There are many examples of emergent behaviour in science, where we find it useful to think in terms of abstractions rather than the object level:
- Newtonian mechanics. Allowed us to model the solar system, without knowing about atoms.
- Statistical mechanics. Allowed us to model gases, without saying anything about individual molecules.
- Evolution by natural selection. The maths of which would apply to any lifeform which reproduces with random variation: alien or terrestrial, carbon- or silicon-based.
We also see the same pattern in daily life:
- Delegation in a company. The CEO asks her team to complete projects, without knowing or caring what each individual action ends up being. This allows her to focus on hiring, strategy, fund-raising, partnerships, …
- Labour-saving gadgets in the home. A 1950s housewife would have been responsible for cooking, cleaning, childcare, grocery shopping, and a thousand other things. However, she probably wouldn't have had the benefits of a vacuum cleaner, a washing machine, a tumble dryer, or a dishwasher. Certainly she wouldn't have had a microwave or an app to get ready-made meals delivered to the front door. With modern automation, women are more able to make other choices, like joining the workforce to become more independent. Perhaps she continues her education or is simply more able to socialise. Perhaps she becomes the CEO in the previous point.
In both of these examples, abstraction and automation have removed tasks from a human's to-do list, but as a result they gain meaningful control over their work and their lives.
So everything's OK then?
In Critch's stories, two key things happen as automation is increased:
- We need to start worrying about how well-aligned each AI system is with our values
- The AI systems start communicating between themselves
1. The alignment problem
Critch's stories are (knowingly) optimistic here, in that he basically assumes that we have solved the single/single alignment problem. Specifically, each AI system is assumed to have been created by careful, well-meaning humans to serve sensible, limited goals, and that they're pretty well-aligned to their creators' goals.
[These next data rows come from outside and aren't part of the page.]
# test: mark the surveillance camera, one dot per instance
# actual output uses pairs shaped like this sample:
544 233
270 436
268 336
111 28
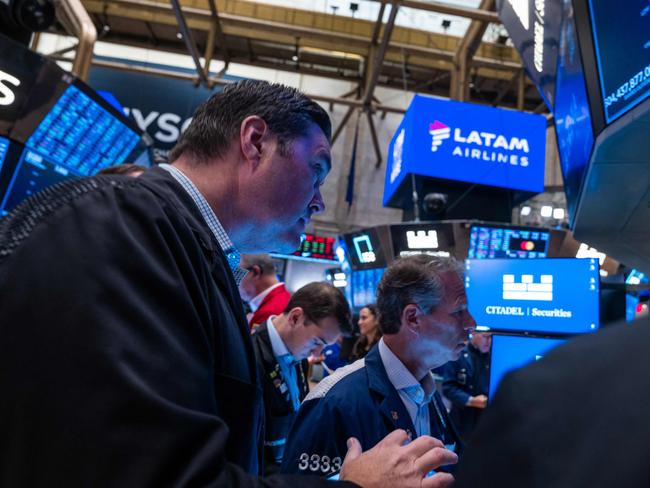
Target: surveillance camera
434 203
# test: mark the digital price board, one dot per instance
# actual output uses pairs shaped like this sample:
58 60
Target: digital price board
490 242
554 296
317 247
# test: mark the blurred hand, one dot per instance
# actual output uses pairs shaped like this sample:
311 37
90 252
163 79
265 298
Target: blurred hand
479 401
392 464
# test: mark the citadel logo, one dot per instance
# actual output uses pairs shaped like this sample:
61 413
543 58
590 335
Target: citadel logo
485 146
7 95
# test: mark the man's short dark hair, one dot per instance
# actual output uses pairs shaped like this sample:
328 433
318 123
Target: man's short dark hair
263 261
414 279
287 112
322 300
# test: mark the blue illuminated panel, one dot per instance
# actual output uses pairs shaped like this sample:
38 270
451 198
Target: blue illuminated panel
572 120
32 174
4 147
81 135
512 352
621 32
364 286
534 295
503 242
CAIS is an example of an attempt to better-define such a outcome – where AIs exist as a suite of tools for us to choose from.
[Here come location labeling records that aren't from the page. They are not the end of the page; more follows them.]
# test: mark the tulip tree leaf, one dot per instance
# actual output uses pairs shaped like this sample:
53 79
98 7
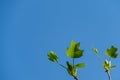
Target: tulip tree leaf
74 50
95 50
112 67
52 56
72 71
80 65
112 52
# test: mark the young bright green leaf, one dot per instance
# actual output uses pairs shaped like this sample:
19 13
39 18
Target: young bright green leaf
95 50
80 65
69 65
112 52
52 56
112 67
74 50
72 71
Unfortunately, as AIs become more capable, even anodyne goals can result in extremely undesirable behaviour. For example, Bostrom's instrumental convergence thesis, or Gwern Branwen's arguments that even limited tool-style AIs are incentivised to start acting like agents.
2. Unfettered communication between agents
Even after assuming that the agents are well-aligned with their creators' preferences, the increasingly inscrutable interaction between automated agents is disempowering for humanity.
Chattering AI systems can negotiate complex multi-party decisions faster than we can comprehend, due to increased communication bandwidth and efficient encoding of information.
Additionally, although we might have some model about what our agent's goals are, the same won't be the case for the other AI agents in the environment. Being able to predict – and therefore control – what the overall complex system does would be extremely challenging with this constraint.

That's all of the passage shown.